Essa nova ferramenta, detalhada em um estudo publicado na revista “Alzheimer’s & Dementia”, abre caminho para identificar os pacientes que seriam candidatos ao tratamento com terapia anticoagulante já disponível na prática clínica, o que oferece uma nova estratégia terapêutica diante de uma doença ainda sem cura.
Em colaboração com outras instituições, como o Instituto de Pesquisa em Saúde Gregorio Marañón, a Universidade Complutense de Madri e o Centro de Pesquisas Energéticas e Ambientais, essa equipe conseguiu detectar de forma não invasiva a presença do estado pró-coagulante em camundongos de um modelo de Alzheimer.
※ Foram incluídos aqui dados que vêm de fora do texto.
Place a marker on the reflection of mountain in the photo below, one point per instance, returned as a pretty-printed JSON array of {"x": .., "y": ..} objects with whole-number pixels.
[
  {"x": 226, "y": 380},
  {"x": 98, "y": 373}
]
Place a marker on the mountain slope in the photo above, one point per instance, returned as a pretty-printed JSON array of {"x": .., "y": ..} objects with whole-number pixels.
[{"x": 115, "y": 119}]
A equipe liderada por Marta Cortés Canteli, cientista titular do Centro de Neurociência Cajal (CNC-CSIC) e colaboradora científica do CNIC, utilizou a Tomografia por Emissão de Pósitrons (PET), uma técnica de imagem médica amplamente utilizada na prática clínica.
UMA ESTRATÉGIA DIAGNÓSTICA COM GRANDE POTENCIAL
A PET utiliza sondas radioativas capazes de se ligar especificamente a moléculas-alvo no organismo e, nesta pesquisa em particular, foram utilizadas sondas que se ligam à fibrina (proteína essencial na coagulação sanguínea) e às plaquetas, principais componentes dos microtrombos, o que permitiu avaliar seu acúmulo no cérebro do animal vivo: quanto maior a presença de microtrombos no cérebro, maior o sinal detectado pelo tomógrafo.
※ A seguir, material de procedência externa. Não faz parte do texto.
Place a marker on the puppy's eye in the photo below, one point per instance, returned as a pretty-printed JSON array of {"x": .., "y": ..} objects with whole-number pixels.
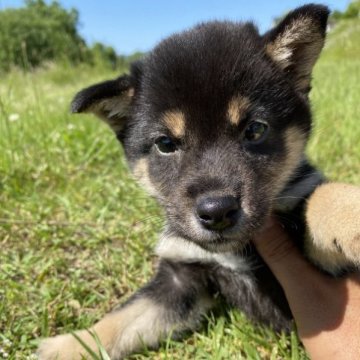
[
  {"x": 256, "y": 131},
  {"x": 165, "y": 145}
]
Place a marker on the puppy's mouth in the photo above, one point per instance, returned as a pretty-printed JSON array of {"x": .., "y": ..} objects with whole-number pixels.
[{"x": 232, "y": 238}]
Uma das principais inovações do estudo é a incorporação da química “Click” ao projeto das sondas de PET, uma metodologia revolucionária cujos desenvolvedores receberam o Prêmio Nobel de Química em 2022.
“Essa abordagem permite melhorar a qualidade da imagem e reduzir a dose de radiação à qual o paciente é exposto por meio de uma técnica de imagem em duas etapas: primeiro, localizando o alvo biológico e, posteriormente, administrando o traçador radioativo”, explica Marta Casquero Veiga, pesquisadora do IIS-FJD.
Graças a essa estratégia, esse grupo científico conseguiu identificar aumentos no sinal das sondas no cérebro de camundongos de um modelo de Alzheimer, propondo uma estratégia diagnóstica com grande potencial para uso na prática clínica.
Além dos avanços em modelos com camundongos, o estudo descreve, pela primeira vez, a presença de depósitos de plaquetas associados a um estado pró-coagulante em amostras cerebrais de doadores com Alzheimer, obtidas por meio do Banco de Tecidos da Fundação Cien.
“Essa descoberta não apenas lança luz sobre a composição dos microtrombos e a natureza do estado pró-coagulante na doença de Alzheimer, mas também abre caminho para novos alvos diagnósticos e terapêuticos”, destaca Cortés Canteli.
ABRE NOVAS OPORTUNIDADES PARA O DIAGNÓSTICO PRECOCE
Este estudo se insere na visão multifatorial atual da doença de Alzheimer, que busca identificar e abordar os diversos mecanismos biológicos que a impulsionam antes do aparecimento dos sintomas. “O foco está se deslocando progressivamente das manifestações clínicas para os diversos processos patológicos subjacentes, o que abre novas oportunidades para o diagnóstico precoce e a medicina personalizada”, destaca Carlos Cerón, pesquisador do CNIC.
Em conjunto, esses resultados reforçam o potencial das estratégias de diagnóstico não invasivas para identificar e classificar os pacientes com Alzheimer de acordo com suas características biológicas, facilitando uma medicina personalizada adaptada às necessidades específicas de cada pessoa.